A Bayesian Geoadditive Model for Spatial Disaggregation

TL;DR

This paper introduces a Bayesian spatial disaggregation model for count data that combines flexible covariate effects, efficient computation via Laplace approximation, and applicability to high-resolution disease risk mapping.

Contribution

It develops a novel Bayesian model integrating penalized splines and low-rank kriging with Laplace approximation for scalable, flexible spatial disaggregation of count data.

Findings

Both estimation strategies perform well in simulations.

The approximate method offers significant computational gains.

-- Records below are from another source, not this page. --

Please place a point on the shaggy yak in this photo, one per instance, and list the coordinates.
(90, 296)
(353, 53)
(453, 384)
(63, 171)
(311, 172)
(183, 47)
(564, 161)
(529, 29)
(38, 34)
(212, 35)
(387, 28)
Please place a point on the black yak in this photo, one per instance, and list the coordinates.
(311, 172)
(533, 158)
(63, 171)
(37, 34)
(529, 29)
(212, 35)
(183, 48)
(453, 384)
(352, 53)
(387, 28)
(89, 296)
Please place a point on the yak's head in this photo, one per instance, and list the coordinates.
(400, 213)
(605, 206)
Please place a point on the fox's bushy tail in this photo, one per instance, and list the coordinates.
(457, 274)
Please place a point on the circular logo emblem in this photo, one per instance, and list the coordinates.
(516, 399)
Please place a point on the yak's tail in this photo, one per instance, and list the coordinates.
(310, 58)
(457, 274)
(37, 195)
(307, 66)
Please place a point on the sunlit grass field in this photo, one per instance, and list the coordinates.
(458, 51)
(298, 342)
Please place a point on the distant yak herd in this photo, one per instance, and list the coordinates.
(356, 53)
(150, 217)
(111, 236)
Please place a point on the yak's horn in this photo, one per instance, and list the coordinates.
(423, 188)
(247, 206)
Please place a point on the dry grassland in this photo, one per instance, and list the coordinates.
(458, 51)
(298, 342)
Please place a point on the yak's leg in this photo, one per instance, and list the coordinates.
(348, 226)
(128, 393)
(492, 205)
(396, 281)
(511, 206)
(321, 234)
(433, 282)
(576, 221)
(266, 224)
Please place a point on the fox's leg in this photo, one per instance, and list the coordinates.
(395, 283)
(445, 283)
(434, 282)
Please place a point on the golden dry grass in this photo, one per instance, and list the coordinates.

Application to UK and Belgium disease data demonstrates practical utility.

Abstract

We present a novel Bayesian spatial disaggregation model for count data, providing fast and flexible inference at high resolution. First, it incorporates non-linear covariate effects using penalized splines, a flexible approach that is not typically included in existing spatial disaggregation methods. Additionally, it employs a spline-based low-rank kriging approximation for modeling spatial dependencies. The use of Laplace approximation provides computational advantages over traditional Markov Chain Monte Carlo (MCMC) approaches, facilitating scalability to large datasets. We explore two estimation strategies: one using the exact likelihood and another leveraging a spatially discrete approximation for enhanced computational efficiency. Simulation studies demonstrate that both methods perform well, with the approximate method offering significant computational gains. We illustrate the applicability of our model by disaggregating disease rates in the United Kingdom and Belgium, showcasing its potential for generating high-resolution risk maps. By combining flexibility in covariate modeling, computational efficiency and ease of implementation, our approach offers a practical and effective framework for spatial disaggregation.